Culture RP a rencontré Elodie Mielczareck, spécialiste de l’analyse des signes et codes de la communication publicitaire et politique.
Pouvez vous nous dire en quoi consiste précisément la sémiologie ?
Voir du sens là où les autres voient des choses, pour reprendre la citation d’Umberto Eco. La sémiologie est l’analyse des signes au sens large. Dans la vie de tous les jours, le métier de sémiologue consiste à décrypter à la fois le langage verbal – les signes linguistiques : mots, discours, etc. – et le langage non verbal – les signes iconiques (images), signes kinésiques (gestes, mouvements, etc.), par exemple.
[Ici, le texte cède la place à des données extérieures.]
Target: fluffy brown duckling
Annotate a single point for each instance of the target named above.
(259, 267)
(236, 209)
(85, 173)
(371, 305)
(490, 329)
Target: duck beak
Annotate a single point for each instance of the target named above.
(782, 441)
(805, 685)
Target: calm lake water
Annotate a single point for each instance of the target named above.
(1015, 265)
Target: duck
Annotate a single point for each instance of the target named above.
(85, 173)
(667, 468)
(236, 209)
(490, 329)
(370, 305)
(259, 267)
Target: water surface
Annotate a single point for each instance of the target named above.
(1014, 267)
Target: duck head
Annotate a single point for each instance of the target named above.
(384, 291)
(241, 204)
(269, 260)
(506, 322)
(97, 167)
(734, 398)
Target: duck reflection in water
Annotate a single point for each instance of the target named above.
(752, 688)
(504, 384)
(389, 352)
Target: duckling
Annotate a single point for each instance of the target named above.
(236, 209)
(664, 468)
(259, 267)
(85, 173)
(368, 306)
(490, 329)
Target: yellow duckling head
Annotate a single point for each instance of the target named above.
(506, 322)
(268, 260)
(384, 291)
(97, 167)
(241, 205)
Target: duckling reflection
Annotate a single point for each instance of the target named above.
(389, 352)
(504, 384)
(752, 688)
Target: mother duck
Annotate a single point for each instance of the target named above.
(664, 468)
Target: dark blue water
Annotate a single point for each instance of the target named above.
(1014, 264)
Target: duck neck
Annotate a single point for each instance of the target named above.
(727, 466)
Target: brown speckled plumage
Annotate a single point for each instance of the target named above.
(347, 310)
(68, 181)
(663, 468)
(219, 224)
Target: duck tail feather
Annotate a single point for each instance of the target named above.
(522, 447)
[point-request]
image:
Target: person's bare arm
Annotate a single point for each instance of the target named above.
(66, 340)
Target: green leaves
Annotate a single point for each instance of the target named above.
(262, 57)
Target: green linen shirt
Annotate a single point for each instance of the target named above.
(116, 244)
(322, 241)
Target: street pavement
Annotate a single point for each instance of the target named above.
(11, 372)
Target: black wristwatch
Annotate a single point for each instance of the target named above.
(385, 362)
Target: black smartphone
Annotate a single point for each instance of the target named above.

C’est donc une discipline très vaste dont les champs d’application sont multiples et en perpétuel renouvellement ! Ajoutons que la sémiologie est une méthodologie scientifique dont la plupart des postulats sont hérités des divers courants structuralistes – sociologie, anthropologie et épistémologie.
On considère que toute communication est une matrice. L’objectif de l’analyse sémiologique est de faire émerger la structure sous-jacente de cette matrice.
Quel lien faites-vous entre la sémiologie et le marketing?
La sémiologie est d’abord une discipline universitaire issue de la linguistique. Peu à peu, elle se « démocratise » pour trouver des applications dans le domaine de la publicité – Roland Barthes est le premier à proposer une analyse sémiologique d’une publicité Panzani. Il faut par la suite attendre Jean-Marie Floch pour que la sémiotique soit totalement admise au sein des agences et de leur planning stratégique.
La sémiologie est la tête pensante du marketing, trop souvent perçue comme abstraite et jargonneuse. Elle permet la maîtrise des effets de sens, connotés et implicites structurant le discours global d’une marque (logo, site Internet, architecture de l’espace de vente, packaging, etc.).
Retenons que la sémiologie est un décodeur de signes. Elle est là pour expliquer les phénomènes de brouillage (compréhension, perception, narration de la marque) et définir les différents territoires et positionnements possibles d’une marque.
Quelle est la différence entrela sémiologie et la sémiotique ?
D’un point de vue pratique, disons que la sémiologie est une approche davantage « mythologique » alors que la sémiotique est davantage « systémique ». Prenons un exemple : un cercle et un carré dessinés sur une feuille. L’approche sémiologique va s’intéresser à la signification du cercle et du carré : que représentent-ils ? que racontent-ils ? quels sont les référents et mythes associés ? L’approche sémiotique va d’avantage s’intéresser au rapport entre le cercle et le carré : comment sont-ils positionnés l’un par rapport à l’autre ? y’a-t-il un lien hiérarchique entre les deux ? quelles narrations sont présentes ?
D’un point de vue historique, la sémiologie naît des écrits de Ferdinand de Saussure, début du XXe siècle en Europe. Au même moment, sans que les deux hommes se connaissent, Charles Sanders Peirce fonde la sémiotique aux Etats-Unis (semiotics). Pour le premier, la sémiologie s’inspire de la méthodologie linguistique, pour le second, elle est davantage une philosophie voire phénoménologie.
Cependant, le terme de sémiotique est également employé en France. Il fait référence au courant fondé par Algirdas Julien Greimas. La sémiotique s’y définit davantage comme une sémiologie seconde génération.
Pourquoi avoir créé ce blog? quels bénéfices en tirez-vous?
Le blog de la sémio – sciigno.net – naît d’un besoin impérieux de décoder les événements sociétaux et médiatiques qui nous entourent. Certains signes sont tellement visibles et répétés qu’ils en deviennent « naturels », comme « allant-de-soi ». L’idée était de démonter la construction soi-disant naturelle pour faire surgir la construction culturelle et idéologique de ces mêmes signes (je m’inscris en cela dans le postulat de Roland Barthes des Mythologies).
Il s’agit également de promouvoir une discipline encore trop méconnue, qui s’efface trop souvent derrière des discours pseudo explicatifs de publicistes en mal de visibilité. Enfin, l’enjeu est de permettre à mes élèves et clients potentiels d’appréhender une expertise, un savoir-faire à travers des sujets d’actualité, qui peuvent les intéresser.
Propos recueillis par Alexia Guelte Morot, Responsable Communication Externe de l’Argus de la presse.